Para entender el alcance de la medida, basta con recordar que el proceso mediante el cual se declara la responsabilidad fiscal, se inicia formalmente a partir de la expedición del auto de apertura y que la indagación preliminar, en estricto sentido, no hace parte integral del mismo. Esta última, la indagación preliminar, es entonces una etapa previa a la apertura formal del proceso, la cual se decreta, hasta por un término de seis (6) meses, cuando no existiese certeza sobre la ocurrencia del hecho, la causación del daño patrimonial, la entidad afectada y los presuntos responsables, y que concluye con el archivo de las diligencias o con la apertura del proceso de responsabilidad fiscal. Si se acredita la existencia de un daño patrimonial al Estado, y existen indicios serios sobre los posibles autores del mismo, se procede a ordenar la apertura del proceso de responsabilidad fiscal, dando paso a la etapa de instrucción o investigación, la cual se debe desarrollar en un término de tres (3) meses, prorrogables por dos (2) meses más, vencido el cual se archivará el proceso o se dictará auto de imputación de responsabilidad fiscal.

En ese escenario tiene lugar la aplicación de la medida acusada, que como ya se anotó, dispone la reapertura de la indagación preliminar o de la investigación en el proceso fiscal, precisamente, cuando una y otra etapa concluye con auto de archivo de las respectivas diligencias.

El demandante cuestiona la legitimidad de la medida, sobre la base de que promueve la inseguridad jurídica y la indefinición procesal respecto de situaciones individuales sujetas a control fiscal, pues las indagaciones preliminares e investigaciones pueden extenderse casi indefinidamente, más allá de los términos perentorios previstos en la ley para cada una de las diligencias. En este sentido, aduce que la norma desconoce el carácter definitivo de las decisiones fiscales, concretamente, de aquellas que ordenan el archivo del expediente.

En punto a la presente controversia, recuerda la Corte, como cuestión inicial, que la Constitución Política delegó en el legislador la atribución para regular los procedimientos, reglas y sistemas aplicables al ejercicio de la función de control fiscal en Colombia (C.P., art. 267). Por lo tanto, la definición del trámite que debe seguirse para establecer la responsabilidad fiscal, incluyendo las medidas relacionadas con la firmeza de las decisiones, le corresponde directamente a la ley, dentro de un marco amplio de libertad de configuración normativa.

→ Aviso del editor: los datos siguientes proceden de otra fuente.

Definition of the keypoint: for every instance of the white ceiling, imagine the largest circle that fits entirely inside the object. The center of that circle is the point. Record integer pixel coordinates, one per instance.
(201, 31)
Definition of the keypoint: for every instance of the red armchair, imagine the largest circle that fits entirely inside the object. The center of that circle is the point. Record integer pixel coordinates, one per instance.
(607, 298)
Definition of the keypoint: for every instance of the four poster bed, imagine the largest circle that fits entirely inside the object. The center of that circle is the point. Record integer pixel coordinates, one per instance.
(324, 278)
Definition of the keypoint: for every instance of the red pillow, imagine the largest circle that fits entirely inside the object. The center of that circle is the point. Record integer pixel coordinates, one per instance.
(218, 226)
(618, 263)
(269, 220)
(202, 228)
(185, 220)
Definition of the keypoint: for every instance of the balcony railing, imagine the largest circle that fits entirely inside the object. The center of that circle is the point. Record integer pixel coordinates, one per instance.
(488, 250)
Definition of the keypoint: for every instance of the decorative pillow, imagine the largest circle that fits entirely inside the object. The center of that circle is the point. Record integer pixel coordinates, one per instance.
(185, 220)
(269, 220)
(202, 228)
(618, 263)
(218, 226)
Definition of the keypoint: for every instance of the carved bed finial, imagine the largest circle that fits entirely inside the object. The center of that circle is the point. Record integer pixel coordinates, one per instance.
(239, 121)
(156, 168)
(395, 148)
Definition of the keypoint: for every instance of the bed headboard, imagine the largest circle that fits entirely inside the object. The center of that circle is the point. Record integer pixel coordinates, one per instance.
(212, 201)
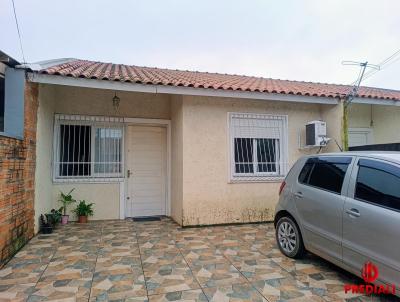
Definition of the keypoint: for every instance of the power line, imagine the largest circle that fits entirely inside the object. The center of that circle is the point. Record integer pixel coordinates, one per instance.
(393, 58)
(19, 33)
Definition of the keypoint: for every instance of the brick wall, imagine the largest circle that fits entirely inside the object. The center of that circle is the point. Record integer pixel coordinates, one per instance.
(17, 181)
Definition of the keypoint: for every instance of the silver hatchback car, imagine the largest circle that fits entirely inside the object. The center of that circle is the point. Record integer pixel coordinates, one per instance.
(344, 207)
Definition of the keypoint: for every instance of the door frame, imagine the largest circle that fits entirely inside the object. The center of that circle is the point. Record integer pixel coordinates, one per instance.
(124, 185)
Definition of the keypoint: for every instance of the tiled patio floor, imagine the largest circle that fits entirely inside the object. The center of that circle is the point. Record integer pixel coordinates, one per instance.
(159, 261)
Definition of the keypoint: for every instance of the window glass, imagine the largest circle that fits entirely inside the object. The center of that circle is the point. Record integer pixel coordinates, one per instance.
(258, 146)
(266, 157)
(244, 155)
(267, 153)
(75, 150)
(2, 98)
(108, 150)
(326, 173)
(305, 173)
(379, 185)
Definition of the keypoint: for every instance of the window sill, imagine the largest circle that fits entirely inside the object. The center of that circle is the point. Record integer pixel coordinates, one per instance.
(257, 179)
(88, 180)
(5, 135)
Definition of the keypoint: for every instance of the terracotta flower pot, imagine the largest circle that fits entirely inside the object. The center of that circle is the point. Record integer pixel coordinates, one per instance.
(64, 219)
(47, 229)
(82, 219)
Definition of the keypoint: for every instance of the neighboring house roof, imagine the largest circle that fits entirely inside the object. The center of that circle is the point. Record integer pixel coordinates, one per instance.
(6, 59)
(156, 76)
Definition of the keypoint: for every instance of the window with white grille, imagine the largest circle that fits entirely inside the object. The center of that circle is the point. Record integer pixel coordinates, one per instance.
(258, 146)
(88, 148)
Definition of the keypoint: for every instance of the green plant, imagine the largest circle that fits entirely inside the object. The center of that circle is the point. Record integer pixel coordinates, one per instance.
(66, 200)
(54, 216)
(84, 209)
(44, 222)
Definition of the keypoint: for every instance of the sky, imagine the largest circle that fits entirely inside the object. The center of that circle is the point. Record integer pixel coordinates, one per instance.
(303, 40)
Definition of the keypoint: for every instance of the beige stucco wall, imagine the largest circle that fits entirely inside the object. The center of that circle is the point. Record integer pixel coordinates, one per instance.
(360, 115)
(384, 120)
(176, 158)
(208, 197)
(200, 188)
(44, 147)
(75, 100)
(333, 116)
(386, 124)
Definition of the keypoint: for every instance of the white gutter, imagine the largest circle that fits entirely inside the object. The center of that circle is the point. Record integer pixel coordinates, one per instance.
(371, 101)
(122, 86)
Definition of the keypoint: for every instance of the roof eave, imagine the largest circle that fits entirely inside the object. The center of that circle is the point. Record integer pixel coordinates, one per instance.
(180, 90)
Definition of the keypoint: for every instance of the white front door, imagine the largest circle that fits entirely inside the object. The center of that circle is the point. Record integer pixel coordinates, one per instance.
(146, 165)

En el tema específico de la firmeza de las actuaciones y decisiones que se adoptan en el ejercicio de la función de control fiscal, en pronunciamiento anterior (22) , esta corporación ya había advertido que la Carta Política no contempla patrones ni criterios específicos a partir de los cuales se pueda deducir en qué momento tales actuaciones y decisiones deben adquirir firmeza y, por tanto, constituirse en una fuente de derechos u obligaciones para quienes se han visto favorecidos o afectados con ellas. Aclaró al respecto, que se trata de una materia que ha sido delegada por completo al legislador, el cual, amparado en un principio de razón suficiente, puede entonces entrar a definir todo lo relacionado con las medidas alusivas al control fiscal y con la firmeza o el carácter definitorio de sus decisiones.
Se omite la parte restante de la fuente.